É preciso ter claro que ética e estética caminham
juntas. Se o chef de cozinha optou por um caminho que resulte no reencantamento
do mundo, precisa fazê-lo pela trilha das aquisições estéticas...e éticas.
Ele persegue uma utopia. Um futuro distinto do
presente, baseado numa nova relação dos homens entre si e destes com a
natureza. E é a crescente adesão dos clientes a este tatear o futuro que irá
construir uma nova sociedade.
Trata-se, então, de uma mudança profunda nas relações
sociais hoje consagradas. Não é possível, por exemplo, construir uma
alimentação saudável e sem desperdícios nos estritos marcos do capitalismo
selvagem que hoje prepondera. O agronegócio, essa materialização da “revolução
verde” de meados do século passado, necessita ser capital intensivo, baseado em insumos, máquinas e variedades vegetais
que, garantindo ampla produtividade do trabalho, maximizem lucros. Não é assim que se alimentará "o planeta inteiro", como os neo-malthusianos acreditam. O
agronegócio consome a natureza em proporções alarmantes: destrói a
biodiversidade, esgota a produtividade natural e a substitui por uma
produtividade artificial que torna o campo uma extensão da indústria. Utiliza
insumos que destroem o próprio homem: os agrotóxicos.
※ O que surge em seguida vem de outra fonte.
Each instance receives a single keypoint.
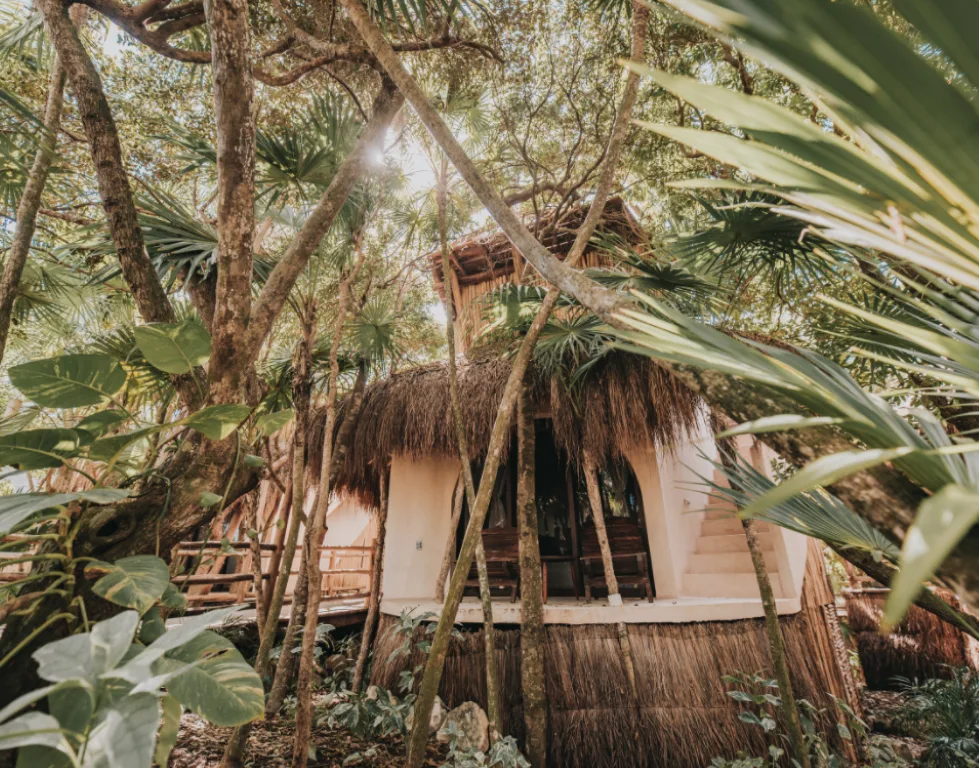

Construir um caminho que afaste-nos desse beco sem saída
é o desafio que se coloca a todas as pessoas conscientes e àquelas que, pela
posição na estrutura produtiva, podem mudar os rumos da cadeia alimentar. O
chef de cozinha pertence a essa gama de pessoas.
Do ponto de vista ético o que ele precisa é trabalhar
essa diretriz no dia a dia, mudando radicalmente o sentido da sua produção. Do
ponto de vista estético, projetar e construir suas fantasias sobre uma nova
base material limpa de agrotóxicos, por exemplo.
Tenho insistido muito na necessidade de se substituir o
salmão de granja pelo salmão selvagem; e
poderia acrescentar o tomate de cultivo convencional pelo tomate orgânico, assim
como o pimentão, o abacaxi, etc. Essa atitude corresponderia a simplesmente
levar a sério o acumulo de conhecimentos sobre os malefícios produzidos pelo
modelo convencional de agricultura e piscicultura.
E por que os chefs não o fazem com facilidade? Em
primeiro lugar porque, em vez de educar o mercado, curvam-se a ele de modo
acrítico e subserviente. Ficou para trás aquele “heroísmo” de chefs que
simplesmente se recusavam a servir Coca-Cola ou suco de laranja em seus
restaurantes. O que evoluiu parece ter sido a subserviência, conduzida pela
competição acirrada, e não a independência e o esclarecimento do próprio
público.
A alienação do chef consiste justamente em não ter
posição definida, deixando ao mercado a tarefa de, no seu jogo cego, “resolver”
os conflitos entre modelos alimentares.
A construção de novas ciladas parece ser o caminho
perseguido com frequência. Uma solução de compromisso que nada soluciona. Por exemplo, fazer
farinha na casa, a partir de grãos orgânicos, mas seguindo na utilização do tomate envenenado. São tantas as estratégias de auto-engano e
engano deliberado que seria tedioso listar.
A ética é apenas a opção por um caminho de verdade, sem
meias verdades ou meias opções. Por isso, é necessária uma “revolução ética” na
cozinha atual, não uma contemporização com dois modelos: o do agronegócio e o
da produção agroecológica.
Os chefs de cozinha estão em posição de dar o seu
testemunho prático sobre a necessidade dessa revolução. Optar pela vida, num
contexto de fomento das práticas que encaminham a morte, é reencantar o mundo.
Adjetivos como “artesanal”, “natural”, “orgânico”, nada
representam se não estiverem imersos numa nova concepção de vida e trabalho que
solidarize dos produtores aos consumidores finais, numa cadeia alimentar
voltada para o sustento da vida e o combate à morte.
É claro que a opção é de cada um. Mas que estejam
certos de que, mais dia menos dia, a consciência social que vai se formando
saberá alijá-los do caminho do bom, do belo e do agradável, se não souberem agir desde já como parteiros do futuro.